Non ! Non ! Il n'avait pas fait ça ! Il grogna et reprit à contre cœur sa forme humaine. Son élève alors les yeux vers lui et ce qu'il vit dans son regard lui glaça le sang. Tristesse. Colère. Mépris. Rancœur.
- Je ne vous ai pas manipulée. Dit-il d'une voix calme.
- Oh vraiment ? Répliqua-t-elle avec véhémence.
- Oui vraiment, Mlle Fletcher. Claqua-t-il en perdant patience.
- Alors pourquoi avez-vous fait cela ? Chuchota-t-elle, se sentant tout à coup vidée de son énergie.
- Pour… Pour veiller sur vous, pour que vous puissiez avoir quelqu'un. Répondit-il lentement, pesant soigneusement ses mots.
Il ne pouvait se résoudre à lui avouer maintenant, il ne devait pas, mais bon dieu il en mourrait d'envie.
- Je suis désolé de vous avoir fait croire que je vous manipulais Mlle Fletcher. Mais je puis vous assurer que tout ce que j'essayais de faire était pour vous aider. Souffla-t-il. Je voulais tenir ma promesse…
Au diable cette voix qui lui répétait qu'il faisait une erreur, qu'il ne fallait rien lui dire. Il devait être honnête avec elle s'il ne voulait pas qu'elle lui tourne le dos. Alors il valait mieux lui avouer un maximum de choses, elle le méritait.
Il prit une grande inspiration, saisissant son courage à deux mains, il se décida à parler, à lui donner plus ou moins la vérité.
- Je ne savais pas vraiment comment procéder pour veiller sur vous sans que vous vous en rendiez compte, Mlle Fletcher. Alors j'ai décidé d'utiliser ma forme Animagus. Je devais simplement surveiller de loin. Cependant, le soir où vous avez manqué de vous faire agresser, j'ai été obligé d'intervenir. Je dois vous avouer que je n'avais prévu de me montrer au grand jour. Il fit alors une pause, jaugeant les réactions de Rose qui continuait de le fixer d'un air sceptique. La suite, je pense que vous la connaissez Mlle Fletcher.
- Est-ce que…est-ce que vous étiez sincère ? Lorsque je posais des questions à Alstir ? Demanda-t-elle d'une petite voix. Quand il ne voulait pas me laisser seule ? Quand il s'endormait à mes pieds ou à côté de moi ? Ou tout cela était un mensonge ? Termina-t-elle avec force.
- Je ne vous ai jamais menti Mlle Fletcher. Scanda-t-il.
- J'ai du mal à vous croire, professeur. Assena-t-elle.
Rogue soupira mais il savait que l'attitude de l'enfant était justifiée, son meilleur ami s'avérait être son professeur et directeur de maison. Tout son monde s'effondrait tel un château de cartes balayé par le vent.

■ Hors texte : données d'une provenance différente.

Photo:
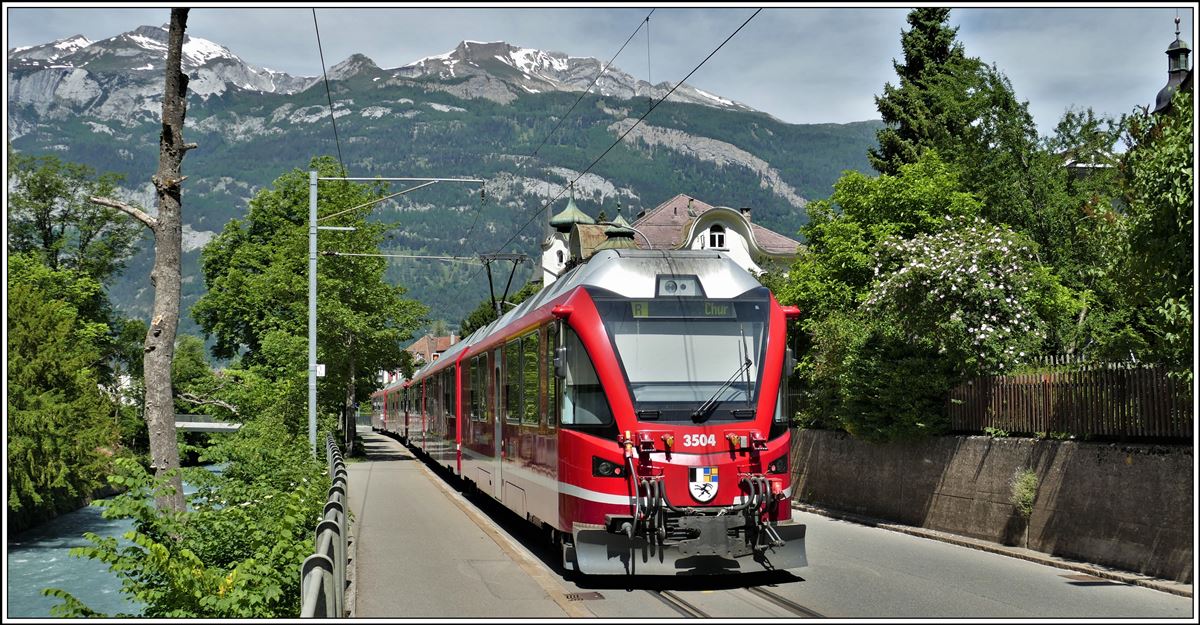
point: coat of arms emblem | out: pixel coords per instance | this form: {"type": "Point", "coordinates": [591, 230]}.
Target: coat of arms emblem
{"type": "Point", "coordinates": [702, 482]}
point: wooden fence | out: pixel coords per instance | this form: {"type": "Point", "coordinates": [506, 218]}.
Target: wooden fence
{"type": "Point", "coordinates": [1108, 400]}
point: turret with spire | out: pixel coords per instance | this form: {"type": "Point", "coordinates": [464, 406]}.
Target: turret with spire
{"type": "Point", "coordinates": [619, 234]}
{"type": "Point", "coordinates": [1177, 70]}
{"type": "Point", "coordinates": [556, 248]}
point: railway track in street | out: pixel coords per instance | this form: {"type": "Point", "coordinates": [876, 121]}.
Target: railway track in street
{"type": "Point", "coordinates": [679, 604]}
{"type": "Point", "coordinates": [774, 602]}
{"type": "Point", "coordinates": [784, 602]}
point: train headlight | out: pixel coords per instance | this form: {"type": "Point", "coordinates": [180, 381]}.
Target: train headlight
{"type": "Point", "coordinates": [679, 287]}
{"type": "Point", "coordinates": [603, 468]}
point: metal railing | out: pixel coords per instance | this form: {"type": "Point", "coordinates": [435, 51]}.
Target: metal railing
{"type": "Point", "coordinates": [323, 574]}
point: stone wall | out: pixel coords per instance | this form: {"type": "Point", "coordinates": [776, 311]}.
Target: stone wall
{"type": "Point", "coordinates": [1128, 506]}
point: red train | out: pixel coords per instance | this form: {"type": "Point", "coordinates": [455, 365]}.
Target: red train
{"type": "Point", "coordinates": [635, 408]}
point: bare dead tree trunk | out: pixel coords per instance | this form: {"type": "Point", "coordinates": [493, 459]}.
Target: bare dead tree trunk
{"type": "Point", "coordinates": [166, 277]}
{"type": "Point", "coordinates": [351, 425]}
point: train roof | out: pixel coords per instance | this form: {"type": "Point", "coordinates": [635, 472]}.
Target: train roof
{"type": "Point", "coordinates": [627, 272]}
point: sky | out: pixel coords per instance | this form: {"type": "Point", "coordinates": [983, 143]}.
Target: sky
{"type": "Point", "coordinates": [801, 64]}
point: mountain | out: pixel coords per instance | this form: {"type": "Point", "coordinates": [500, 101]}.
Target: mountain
{"type": "Point", "coordinates": [479, 110]}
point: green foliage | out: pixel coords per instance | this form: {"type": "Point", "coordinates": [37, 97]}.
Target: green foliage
{"type": "Point", "coordinates": [865, 376]}
{"type": "Point", "coordinates": [1159, 190]}
{"type": "Point", "coordinates": [837, 266]}
{"type": "Point", "coordinates": [1024, 492]}
{"type": "Point", "coordinates": [256, 271]}
{"type": "Point", "coordinates": [49, 212]}
{"type": "Point", "coordinates": [61, 427]}
{"type": "Point", "coordinates": [235, 552]}
{"type": "Point", "coordinates": [981, 245]}
{"type": "Point", "coordinates": [928, 108]}
{"type": "Point", "coordinates": [973, 292]}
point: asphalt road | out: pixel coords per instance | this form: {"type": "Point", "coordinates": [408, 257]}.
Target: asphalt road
{"type": "Point", "coordinates": [855, 571]}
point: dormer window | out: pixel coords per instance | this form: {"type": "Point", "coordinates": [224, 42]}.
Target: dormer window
{"type": "Point", "coordinates": [717, 236]}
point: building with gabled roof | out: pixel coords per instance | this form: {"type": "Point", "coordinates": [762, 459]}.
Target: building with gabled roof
{"type": "Point", "coordinates": [684, 222]}
{"type": "Point", "coordinates": [679, 223]}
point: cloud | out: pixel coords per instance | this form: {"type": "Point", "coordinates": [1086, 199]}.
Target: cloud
{"type": "Point", "coordinates": [803, 65]}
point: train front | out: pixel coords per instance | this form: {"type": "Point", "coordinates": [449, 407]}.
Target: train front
{"type": "Point", "coordinates": [683, 355]}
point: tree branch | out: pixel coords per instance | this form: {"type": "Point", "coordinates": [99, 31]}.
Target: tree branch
{"type": "Point", "coordinates": [130, 210]}
{"type": "Point", "coordinates": [202, 401]}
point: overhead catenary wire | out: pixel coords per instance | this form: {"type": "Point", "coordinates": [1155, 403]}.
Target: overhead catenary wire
{"type": "Point", "coordinates": [604, 70]}
{"type": "Point", "coordinates": [329, 94]}
{"type": "Point", "coordinates": [619, 139]}
{"type": "Point", "coordinates": [424, 257]}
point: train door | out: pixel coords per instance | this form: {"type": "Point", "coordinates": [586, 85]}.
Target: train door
{"type": "Point", "coordinates": [498, 384]}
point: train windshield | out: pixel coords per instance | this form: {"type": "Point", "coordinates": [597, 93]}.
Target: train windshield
{"type": "Point", "coordinates": [687, 358]}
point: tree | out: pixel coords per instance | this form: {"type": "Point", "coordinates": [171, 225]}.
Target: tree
{"type": "Point", "coordinates": [1159, 182]}
{"type": "Point", "coordinates": [49, 212]}
{"type": "Point", "coordinates": [166, 276]}
{"type": "Point", "coordinates": [256, 305]}
{"type": "Point", "coordinates": [61, 427]}
{"type": "Point", "coordinates": [925, 108]}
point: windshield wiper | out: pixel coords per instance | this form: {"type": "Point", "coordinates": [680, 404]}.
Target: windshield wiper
{"type": "Point", "coordinates": [705, 408]}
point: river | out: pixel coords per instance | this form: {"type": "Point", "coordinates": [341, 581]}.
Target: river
{"type": "Point", "coordinates": [40, 558]}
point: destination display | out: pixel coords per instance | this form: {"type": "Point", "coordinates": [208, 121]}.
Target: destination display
{"type": "Point", "coordinates": [675, 308]}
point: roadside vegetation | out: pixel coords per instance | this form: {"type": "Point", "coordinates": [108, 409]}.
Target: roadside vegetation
{"type": "Point", "coordinates": [977, 250]}
{"type": "Point", "coordinates": [972, 252]}
{"type": "Point", "coordinates": [235, 551]}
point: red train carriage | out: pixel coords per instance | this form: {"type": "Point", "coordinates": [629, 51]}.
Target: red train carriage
{"type": "Point", "coordinates": [635, 408]}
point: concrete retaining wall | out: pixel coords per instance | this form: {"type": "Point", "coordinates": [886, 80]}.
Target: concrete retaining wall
{"type": "Point", "coordinates": [1128, 506]}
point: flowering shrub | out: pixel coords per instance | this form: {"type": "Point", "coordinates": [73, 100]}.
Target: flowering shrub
{"type": "Point", "coordinates": [975, 292]}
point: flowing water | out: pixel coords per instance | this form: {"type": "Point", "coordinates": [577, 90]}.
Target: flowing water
{"type": "Point", "coordinates": [40, 558]}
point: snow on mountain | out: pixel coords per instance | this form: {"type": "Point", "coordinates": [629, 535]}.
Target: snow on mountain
{"type": "Point", "coordinates": [118, 77]}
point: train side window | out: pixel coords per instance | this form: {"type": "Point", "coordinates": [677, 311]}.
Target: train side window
{"type": "Point", "coordinates": [583, 398]}
{"type": "Point", "coordinates": [451, 385]}
{"type": "Point", "coordinates": [529, 379]}
{"type": "Point", "coordinates": [477, 413]}
{"type": "Point", "coordinates": [485, 386]}
{"type": "Point", "coordinates": [513, 382]}
{"type": "Point", "coordinates": [549, 374]}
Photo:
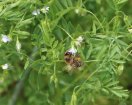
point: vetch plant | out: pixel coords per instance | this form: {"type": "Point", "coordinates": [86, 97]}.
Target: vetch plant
{"type": "Point", "coordinates": [40, 38]}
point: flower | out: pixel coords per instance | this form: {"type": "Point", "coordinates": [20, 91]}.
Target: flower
{"type": "Point", "coordinates": [18, 45]}
{"type": "Point", "coordinates": [36, 12]}
{"type": "Point", "coordinates": [79, 41]}
{"type": "Point", "coordinates": [72, 50]}
{"type": "Point", "coordinates": [5, 66]}
{"type": "Point", "coordinates": [77, 11]}
{"type": "Point", "coordinates": [45, 9]}
{"type": "Point", "coordinates": [130, 30]}
{"type": "Point", "coordinates": [5, 38]}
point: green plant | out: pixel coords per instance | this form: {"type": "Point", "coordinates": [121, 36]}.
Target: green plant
{"type": "Point", "coordinates": [35, 36]}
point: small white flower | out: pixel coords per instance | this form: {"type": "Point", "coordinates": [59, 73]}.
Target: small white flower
{"type": "Point", "coordinates": [5, 38]}
{"type": "Point", "coordinates": [5, 66]}
{"type": "Point", "coordinates": [36, 12]}
{"type": "Point", "coordinates": [130, 30]}
{"type": "Point", "coordinates": [18, 45]}
{"type": "Point", "coordinates": [72, 50]}
{"type": "Point", "coordinates": [79, 41]}
{"type": "Point", "coordinates": [45, 9]}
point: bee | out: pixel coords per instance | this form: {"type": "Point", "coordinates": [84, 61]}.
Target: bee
{"type": "Point", "coordinates": [74, 60]}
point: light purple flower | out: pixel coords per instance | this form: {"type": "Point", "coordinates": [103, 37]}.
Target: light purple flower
{"type": "Point", "coordinates": [36, 12]}
{"type": "Point", "coordinates": [5, 38]}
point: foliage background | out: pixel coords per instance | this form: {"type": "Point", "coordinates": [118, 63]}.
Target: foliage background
{"type": "Point", "coordinates": [37, 74]}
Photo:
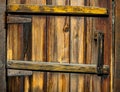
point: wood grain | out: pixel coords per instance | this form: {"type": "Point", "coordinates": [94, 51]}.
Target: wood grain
{"type": "Point", "coordinates": [58, 48]}
{"type": "Point", "coordinates": [2, 47]}
{"type": "Point", "coordinates": [70, 10]}
{"type": "Point", "coordinates": [117, 47]}
{"type": "Point", "coordinates": [105, 25]}
{"type": "Point", "coordinates": [77, 47]}
{"type": "Point", "coordinates": [17, 20]}
{"type": "Point", "coordinates": [38, 53]}
{"type": "Point", "coordinates": [58, 67]}
{"type": "Point", "coordinates": [14, 51]}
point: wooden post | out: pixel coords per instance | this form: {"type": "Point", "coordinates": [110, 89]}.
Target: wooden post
{"type": "Point", "coordinates": [2, 46]}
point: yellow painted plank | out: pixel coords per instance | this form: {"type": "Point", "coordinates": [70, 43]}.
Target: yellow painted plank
{"type": "Point", "coordinates": [56, 67]}
{"type": "Point", "coordinates": [74, 10]}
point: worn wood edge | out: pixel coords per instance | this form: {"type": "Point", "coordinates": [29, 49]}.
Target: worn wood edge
{"type": "Point", "coordinates": [70, 10]}
{"type": "Point", "coordinates": [11, 72]}
{"type": "Point", "coordinates": [18, 20]}
{"type": "Point", "coordinates": [56, 67]}
{"type": "Point", "coordinates": [3, 82]}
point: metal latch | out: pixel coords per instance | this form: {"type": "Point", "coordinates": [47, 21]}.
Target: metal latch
{"type": "Point", "coordinates": [99, 37]}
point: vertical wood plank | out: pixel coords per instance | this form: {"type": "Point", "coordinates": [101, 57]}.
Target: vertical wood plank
{"type": "Point", "coordinates": [77, 47]}
{"type": "Point", "coordinates": [58, 48]}
{"type": "Point", "coordinates": [116, 87]}
{"type": "Point", "coordinates": [2, 47]}
{"type": "Point", "coordinates": [38, 44]}
{"type": "Point", "coordinates": [27, 52]}
{"type": "Point", "coordinates": [105, 25]}
{"type": "Point", "coordinates": [15, 50]}
{"type": "Point", "coordinates": [52, 78]}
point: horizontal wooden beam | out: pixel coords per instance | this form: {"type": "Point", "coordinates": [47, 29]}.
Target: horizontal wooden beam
{"type": "Point", "coordinates": [12, 72]}
{"type": "Point", "coordinates": [58, 10]}
{"type": "Point", "coordinates": [18, 20]}
{"type": "Point", "coordinates": [56, 67]}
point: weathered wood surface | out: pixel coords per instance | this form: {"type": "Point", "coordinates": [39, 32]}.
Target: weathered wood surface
{"type": "Point", "coordinates": [12, 72]}
{"type": "Point", "coordinates": [58, 67]}
{"type": "Point", "coordinates": [116, 87]}
{"type": "Point", "coordinates": [105, 25]}
{"type": "Point", "coordinates": [15, 51]}
{"type": "Point", "coordinates": [38, 47]}
{"type": "Point", "coordinates": [18, 20]}
{"type": "Point", "coordinates": [58, 48]}
{"type": "Point", "coordinates": [2, 46]}
{"type": "Point", "coordinates": [77, 47]}
{"type": "Point", "coordinates": [63, 34]}
{"type": "Point", "coordinates": [70, 10]}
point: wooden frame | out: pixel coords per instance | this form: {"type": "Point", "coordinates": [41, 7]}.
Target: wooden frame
{"type": "Point", "coordinates": [117, 47]}
{"type": "Point", "coordinates": [2, 46]}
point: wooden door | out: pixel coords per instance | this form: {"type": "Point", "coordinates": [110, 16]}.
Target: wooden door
{"type": "Point", "coordinates": [63, 39]}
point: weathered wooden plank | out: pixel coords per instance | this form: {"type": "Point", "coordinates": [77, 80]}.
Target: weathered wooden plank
{"type": "Point", "coordinates": [77, 47]}
{"type": "Point", "coordinates": [57, 67]}
{"type": "Point", "coordinates": [52, 78]}
{"type": "Point", "coordinates": [116, 83]}
{"type": "Point", "coordinates": [89, 47]}
{"type": "Point", "coordinates": [105, 25]}
{"type": "Point", "coordinates": [18, 20]}
{"type": "Point", "coordinates": [2, 47]}
{"type": "Point", "coordinates": [11, 72]}
{"type": "Point", "coordinates": [14, 51]}
{"type": "Point", "coordinates": [70, 10]}
{"type": "Point", "coordinates": [58, 48]}
{"type": "Point", "coordinates": [38, 47]}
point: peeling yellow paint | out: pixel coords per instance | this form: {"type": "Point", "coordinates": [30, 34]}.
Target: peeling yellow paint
{"type": "Point", "coordinates": [57, 9]}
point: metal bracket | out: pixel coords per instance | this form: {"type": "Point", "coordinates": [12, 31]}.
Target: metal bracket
{"type": "Point", "coordinates": [99, 36]}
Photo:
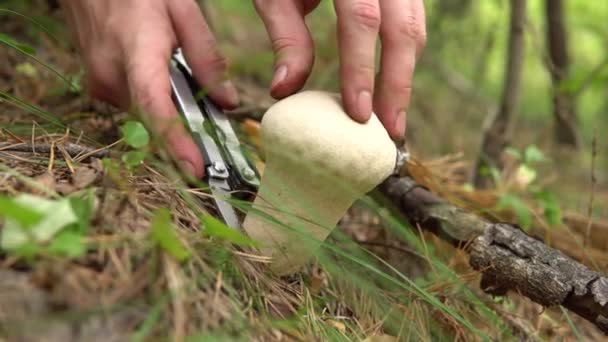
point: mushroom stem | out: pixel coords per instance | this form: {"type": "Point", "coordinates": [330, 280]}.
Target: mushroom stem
{"type": "Point", "coordinates": [318, 163]}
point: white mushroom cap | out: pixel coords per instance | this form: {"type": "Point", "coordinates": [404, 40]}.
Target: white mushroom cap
{"type": "Point", "coordinates": [318, 162]}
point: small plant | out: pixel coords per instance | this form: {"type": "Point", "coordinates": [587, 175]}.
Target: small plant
{"type": "Point", "coordinates": [34, 225]}
{"type": "Point", "coordinates": [136, 136]}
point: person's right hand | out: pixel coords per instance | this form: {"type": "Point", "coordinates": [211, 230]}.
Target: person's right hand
{"type": "Point", "coordinates": [126, 46]}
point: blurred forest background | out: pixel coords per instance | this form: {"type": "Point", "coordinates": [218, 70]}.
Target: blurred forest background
{"type": "Point", "coordinates": [509, 103]}
{"type": "Point", "coordinates": [464, 81]}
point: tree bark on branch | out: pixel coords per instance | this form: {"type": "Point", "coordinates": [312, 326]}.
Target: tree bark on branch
{"type": "Point", "coordinates": [496, 134]}
{"type": "Point", "coordinates": [507, 258]}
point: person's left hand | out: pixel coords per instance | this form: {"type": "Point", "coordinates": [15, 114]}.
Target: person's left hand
{"type": "Point", "coordinates": [400, 24]}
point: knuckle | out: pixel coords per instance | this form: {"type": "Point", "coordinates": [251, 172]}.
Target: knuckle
{"type": "Point", "coordinates": [407, 29]}
{"type": "Point", "coordinates": [399, 87]}
{"type": "Point", "coordinates": [284, 43]}
{"type": "Point", "coordinates": [367, 14]}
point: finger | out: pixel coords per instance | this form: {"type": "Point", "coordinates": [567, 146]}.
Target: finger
{"type": "Point", "coordinates": [291, 42]}
{"type": "Point", "coordinates": [358, 26]}
{"type": "Point", "coordinates": [402, 34]}
{"type": "Point", "coordinates": [149, 87]}
{"type": "Point", "coordinates": [202, 52]}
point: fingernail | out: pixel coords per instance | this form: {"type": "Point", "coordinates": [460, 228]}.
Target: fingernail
{"type": "Point", "coordinates": [400, 124]}
{"type": "Point", "coordinates": [187, 168]}
{"type": "Point", "coordinates": [279, 76]}
{"type": "Point", "coordinates": [364, 104]}
{"type": "Point", "coordinates": [230, 93]}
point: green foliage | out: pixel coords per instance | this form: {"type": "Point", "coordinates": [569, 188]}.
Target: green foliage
{"type": "Point", "coordinates": [164, 235]}
{"type": "Point", "coordinates": [515, 203]}
{"type": "Point", "coordinates": [31, 53]}
{"type": "Point", "coordinates": [35, 225]}
{"type": "Point", "coordinates": [135, 134]}
{"type": "Point", "coordinates": [527, 174]}
{"type": "Point", "coordinates": [213, 227]}
{"type": "Point", "coordinates": [551, 208]}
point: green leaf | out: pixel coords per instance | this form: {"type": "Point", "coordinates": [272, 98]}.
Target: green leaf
{"type": "Point", "coordinates": [10, 41]}
{"type": "Point", "coordinates": [27, 69]}
{"type": "Point", "coordinates": [22, 214]}
{"type": "Point", "coordinates": [526, 174]}
{"type": "Point", "coordinates": [533, 155]}
{"type": "Point", "coordinates": [215, 228]}
{"type": "Point", "coordinates": [134, 158]}
{"type": "Point", "coordinates": [55, 215]}
{"type": "Point", "coordinates": [83, 208]}
{"type": "Point", "coordinates": [524, 216]}
{"type": "Point", "coordinates": [513, 152]}
{"type": "Point", "coordinates": [135, 134]}
{"type": "Point", "coordinates": [165, 236]}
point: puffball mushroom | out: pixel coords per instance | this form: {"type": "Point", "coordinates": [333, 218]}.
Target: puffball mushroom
{"type": "Point", "coordinates": [318, 163]}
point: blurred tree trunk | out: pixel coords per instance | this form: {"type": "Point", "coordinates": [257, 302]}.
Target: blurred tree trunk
{"type": "Point", "coordinates": [563, 101]}
{"type": "Point", "coordinates": [496, 134]}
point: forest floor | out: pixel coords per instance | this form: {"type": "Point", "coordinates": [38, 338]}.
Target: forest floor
{"type": "Point", "coordinates": [110, 277]}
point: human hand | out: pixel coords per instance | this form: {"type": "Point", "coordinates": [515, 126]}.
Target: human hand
{"type": "Point", "coordinates": [126, 46]}
{"type": "Point", "coordinates": [401, 27]}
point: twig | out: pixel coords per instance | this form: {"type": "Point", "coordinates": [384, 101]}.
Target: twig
{"type": "Point", "coordinates": [592, 195]}
{"type": "Point", "coordinates": [507, 258]}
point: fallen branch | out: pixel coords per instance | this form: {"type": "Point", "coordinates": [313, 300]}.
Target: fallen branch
{"type": "Point", "coordinates": [507, 257]}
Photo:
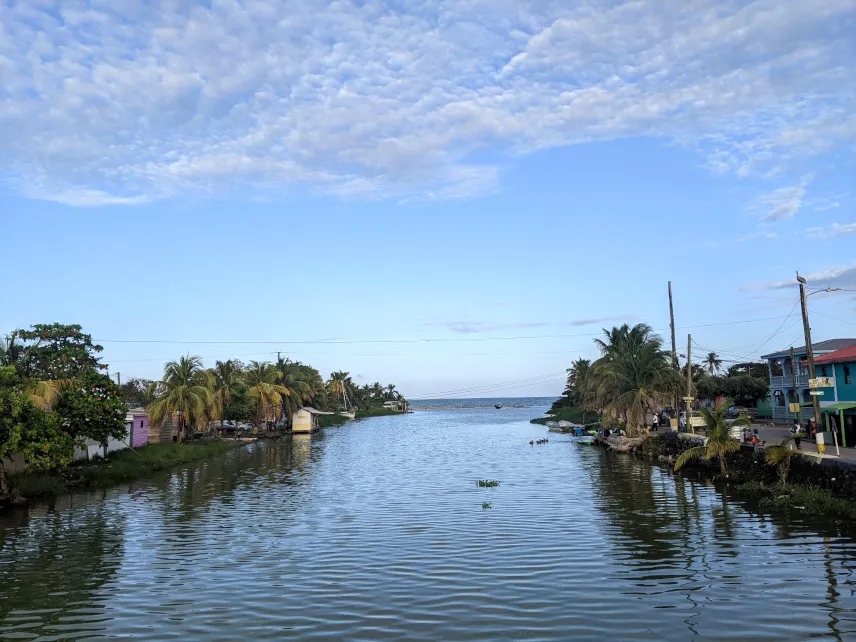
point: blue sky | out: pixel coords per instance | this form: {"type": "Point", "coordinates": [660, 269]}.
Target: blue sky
{"type": "Point", "coordinates": [404, 190]}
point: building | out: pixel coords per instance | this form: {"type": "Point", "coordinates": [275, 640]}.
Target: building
{"type": "Point", "coordinates": [838, 402]}
{"type": "Point", "coordinates": [303, 421]}
{"type": "Point", "coordinates": [782, 391]}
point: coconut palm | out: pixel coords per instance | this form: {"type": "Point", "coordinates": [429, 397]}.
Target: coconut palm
{"type": "Point", "coordinates": [227, 377]}
{"type": "Point", "coordinates": [262, 379]}
{"type": "Point", "coordinates": [780, 456]}
{"type": "Point", "coordinates": [578, 378]}
{"type": "Point", "coordinates": [713, 362]}
{"type": "Point", "coordinates": [186, 389]}
{"type": "Point", "coordinates": [719, 440]}
{"type": "Point", "coordinates": [633, 377]}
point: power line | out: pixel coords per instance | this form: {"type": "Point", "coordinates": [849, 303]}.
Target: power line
{"type": "Point", "coordinates": [394, 341]}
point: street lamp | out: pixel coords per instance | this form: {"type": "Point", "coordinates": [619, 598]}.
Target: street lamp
{"type": "Point", "coordinates": [808, 348]}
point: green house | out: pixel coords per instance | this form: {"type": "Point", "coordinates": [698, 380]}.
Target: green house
{"type": "Point", "coordinates": [839, 398]}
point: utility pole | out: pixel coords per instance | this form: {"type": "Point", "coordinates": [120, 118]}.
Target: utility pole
{"type": "Point", "coordinates": [689, 397]}
{"type": "Point", "coordinates": [672, 326]}
{"type": "Point", "coordinates": [815, 400]}
{"type": "Point", "coordinates": [794, 380]}
{"type": "Point", "coordinates": [674, 351]}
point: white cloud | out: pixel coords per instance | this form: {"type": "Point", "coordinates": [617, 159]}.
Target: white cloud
{"type": "Point", "coordinates": [782, 203]}
{"type": "Point", "coordinates": [832, 230]}
{"type": "Point", "coordinates": [473, 327]}
{"type": "Point", "coordinates": [756, 236]}
{"type": "Point", "coordinates": [842, 276]}
{"type": "Point", "coordinates": [121, 102]}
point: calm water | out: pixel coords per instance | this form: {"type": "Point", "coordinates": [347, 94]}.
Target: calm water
{"type": "Point", "coordinates": [376, 531]}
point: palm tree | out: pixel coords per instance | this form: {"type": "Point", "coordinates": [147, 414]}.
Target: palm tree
{"type": "Point", "coordinates": [186, 389]}
{"type": "Point", "coordinates": [227, 378]}
{"type": "Point", "coordinates": [578, 375]}
{"type": "Point", "coordinates": [713, 362]}
{"type": "Point", "coordinates": [780, 456]}
{"type": "Point", "coordinates": [719, 439]}
{"type": "Point", "coordinates": [340, 384]}
{"type": "Point", "coordinates": [262, 379]}
{"type": "Point", "coordinates": [633, 377]}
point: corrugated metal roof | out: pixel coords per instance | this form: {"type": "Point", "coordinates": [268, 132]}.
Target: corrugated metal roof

- Je vous faisais confiance… Je vous ai dit des choses personnelles, je vous ai confié mes pensées et mes sentiments… Dit-elle d'une voix étranglée.
- Je… Je voulais vous aider Mlle Fletcher… Murmura-t-il. Je ne voulais que votre bien… Je suis navré… sincèrement.
Après un dernier regard à la jeune fille, le professeur Rogue se dirigea d'un pas lent et accablé vers le château, se fustigeant intérieurement d'avoir, comme à son habitude, tout gâché. Il s'enferma dans ses appartements et déboucha une bouteille de whisky Pur Feu pour s'en servir un verre qu'il vida immédiatement d'un trait. S'effondrant dans son canapé, verre et bouteille à la main, il se prépara à noyer son désespoir et sa honte dans l'alcool.